To solve this problem, she comes up with a new marketing plan that allows her customers to drink now, but pay later. She keeps track of the drinks consumed on a ledger (thereby granting the customers loans).
Word gets around about Mary’s “drink now, pay later” marketing strategy and, as a result, increasing numbers of customers flood into Mary’s bar. Soon she has the largest sales volume for any bar in Dublin.
By providing her customers freedom from immediate payment demands, Mary gets no resistance when, at regular intervals, she substantially increases her prices for wine and beer, the most consumed beverages. Consequently, Mary’s gross sales volume increases massively. A young and dynamic vice-president at the local bank recognizes that these customer debts constitute valuable future assets and increases Mary’s borrowing limit. He sees no reason for any undue concern, since he has the debts of the unemployed alcoholics as collateral.
At the bank’s corporate headquarters, expert traders figure a way to make huge commissions, and transform these customer loans into DRINKBONDS, ALKIBONDS and PUKEBONDS. These securities are then bundled and traded on international security markets.
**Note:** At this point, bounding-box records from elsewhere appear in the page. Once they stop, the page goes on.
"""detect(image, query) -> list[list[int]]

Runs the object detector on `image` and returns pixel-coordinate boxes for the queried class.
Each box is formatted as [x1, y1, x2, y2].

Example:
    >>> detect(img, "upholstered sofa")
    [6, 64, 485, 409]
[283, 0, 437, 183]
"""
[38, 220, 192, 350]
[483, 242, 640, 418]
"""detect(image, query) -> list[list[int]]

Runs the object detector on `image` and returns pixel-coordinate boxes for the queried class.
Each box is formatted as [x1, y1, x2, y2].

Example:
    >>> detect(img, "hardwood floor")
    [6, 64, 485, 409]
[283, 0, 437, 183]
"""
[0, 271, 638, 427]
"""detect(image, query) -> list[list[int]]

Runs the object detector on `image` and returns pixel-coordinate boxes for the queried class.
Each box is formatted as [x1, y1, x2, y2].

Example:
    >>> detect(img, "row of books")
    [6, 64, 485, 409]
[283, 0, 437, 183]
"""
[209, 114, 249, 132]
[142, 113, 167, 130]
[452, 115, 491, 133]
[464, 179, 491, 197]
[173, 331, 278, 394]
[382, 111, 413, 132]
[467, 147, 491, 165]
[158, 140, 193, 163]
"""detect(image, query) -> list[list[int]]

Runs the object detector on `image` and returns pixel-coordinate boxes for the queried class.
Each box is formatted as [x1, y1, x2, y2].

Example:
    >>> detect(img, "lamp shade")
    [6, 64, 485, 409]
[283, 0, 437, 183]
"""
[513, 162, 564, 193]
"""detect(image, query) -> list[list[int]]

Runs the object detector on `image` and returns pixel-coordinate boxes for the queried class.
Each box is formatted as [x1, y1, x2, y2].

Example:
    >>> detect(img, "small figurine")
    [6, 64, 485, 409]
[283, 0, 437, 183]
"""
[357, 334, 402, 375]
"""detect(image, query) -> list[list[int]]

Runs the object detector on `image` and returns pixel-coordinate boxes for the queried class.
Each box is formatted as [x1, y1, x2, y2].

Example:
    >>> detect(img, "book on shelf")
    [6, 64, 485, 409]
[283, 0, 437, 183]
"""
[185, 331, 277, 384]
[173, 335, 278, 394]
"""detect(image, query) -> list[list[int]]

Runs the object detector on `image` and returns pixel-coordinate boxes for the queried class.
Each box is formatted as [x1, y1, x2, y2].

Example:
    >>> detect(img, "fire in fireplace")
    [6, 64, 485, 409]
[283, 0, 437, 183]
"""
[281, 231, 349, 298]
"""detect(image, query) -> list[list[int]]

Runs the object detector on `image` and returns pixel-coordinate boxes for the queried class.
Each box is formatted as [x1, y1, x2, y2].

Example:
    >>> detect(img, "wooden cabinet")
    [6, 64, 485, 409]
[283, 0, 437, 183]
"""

Naive investors don’t really understand that the securities being sold to them as AAA secured bonds are really the debts of unemployed alcoholics. Nevertheless, the bond prices continuously climb, and the securities soon become the hottest-selling items for some of the nation’s leading brokerage houses.
One day, even though the bond prices are still climbing, a risk manager at the original local bank decides that the time has come to demand payment on the debts incurred by the drinkers at Mary’s bar. He so informs Mary.